Businesses today require information and knowledge from large tables of data. Trend analysis, forecasting and intelligent business reporting dashboards are in demand. Strategic and tactical planners need information, and a database is full of it. So how can you transform that data into knowledge? You can look at the analytical functions in SQL, and the SUM function is one SQL function that helps you add up values.
SUM is one of the SQL functions that comprise the group called aggregate functions. Many of the functions we commonly use in SQL operate on only single rows. Aggregate (or group functions as they are also known), operate on multiple rows and enable data values to be manipulated and displayed differently then how they are stored in the database.

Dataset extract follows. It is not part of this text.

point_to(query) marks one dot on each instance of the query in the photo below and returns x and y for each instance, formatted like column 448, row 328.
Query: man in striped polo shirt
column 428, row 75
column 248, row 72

For example, if a programmer uses functions that provide arithmetic operations such as SUM, COUNT, and AVG and then applies them to multiple rows of data, the result will be a value that is calculated but not actually stored in the database.
This is an important concept, because it means that data is not just stored in the database and then retrieved. Instead, group functions can apply mathematical operations to groups of rows and batches of data values and derive information previously unknown. The value of this is that programmers can generate further information and knowledge from the existing data just by applying SQL’s built in arithmetic functions.
As aggregate functions work on grouping data from rows or groups of rows, using GROUP BY and a multi-group function such as SUM can provide a summary total or individual group totals. Now that may not sound to earth shattering, but it is the first step in providing business analytics. For instance, a database can provide the business with answers such as what is the total salary overhead or per department and in total?
You can get answers to business questions such as the above by utilizing basic multi-group functions such as SUM and COUNT. Other single group functions provide the min and the max values, the variance, and from that the standard deviation, which will provide the basis for real business intelligence and analysis. A business needs more than static information. It needs analytics, so how can the database provide real-time answers to more intricate questions? What is the running total of sales, what are the sales rankings, what is the deviation in sales per channel from last week, last month, the month before, and this time last year?
These are the questions that businesses need answered and in real-time. To model those types of complex questions, and then implement them into standard SQL queries will be difficult to write. Thankfully, there are already SQL extensions that perform these specialist analytic functions.
SUM as an Analytic Function
The SUM function has analytic extensions to its standard syntax;
Syntax: SUM (expression, or column)
OVER (PARTITION, ORDER BY, WINDOW )
As can be seen from the syntax in the example, the extension OVER is added to the SUM calculation. This is added to indicate that, in this case, SUM is working as an analytic function, and the ORDER BY indicates the data range (window or rows) which this analytical sum function will be performed over.
For example, in the code below SUM will be used as an analytic extension over the data in the pre_order column and ordered by customer_name
select customer_name, pre_order,
OVER (ORDER BY customer_name) running_total
order by customer_name;
The SQL query above uses the SUM analytic function to perform a cumulative count of pre_order values row-by-row for each customer.
The results show a list of all customer pre-orders and the cumulative running orders for all customers.
However, if the business requirement is to see all pre-orders per customer and cumulative pre-order value per department, then the group by or partition clause is required to segregate each group and restrict the SUM analytic function to each group of data (department).
|select company_name, department_id, pre_orders,SUM (pre_orders)OVER (PARTITION BY department_id ORDER BY pre_orders) department_totalfrom Sales_Orders|
order by department_id, pre-orders, company_name;
In this SQL query example, the function name is SUM and it is applied to the column pre-orders, which is the basic syntax. The OVER identifies the function SUM as being called as an analytic function, which will perform over the data from the (PARTITION BY department_id ORDER BY pre_sales).
Setting the Range
An analytic function may or may not have a window clause. A window is basically the range of the group of rows within a partition, which are to be evaluated by the analytic function. In the first example, a window is used by default, as it uses an ORDER BY clause. An ORDER BY clause effectively adds a default windows clause, which states that the current and previous rows in the current partition are the rows that should be used in the calculation. When a PARTITION is not stated, then the entire set of rows will be the default partition.
In example one, there was no PARTITION coded so the whole column was used by the cumulative SUM function. However, in example two, there was a PARTITION, which grouped per department, however there were no windowing parameters set. Window parameters can be set using the ROWS or RANGE PRECEEDING clause.
SQL analytic functions are powerful ways to get answers from the data contained in the database. Analytics is the functionality required for detailed reporting, and the source of information for operational and tactical planning and analysis. If you are on a journey towards becoming a SQL guru or business analyst then learning to utilize the analytical functions is an essential part of that tactical vision.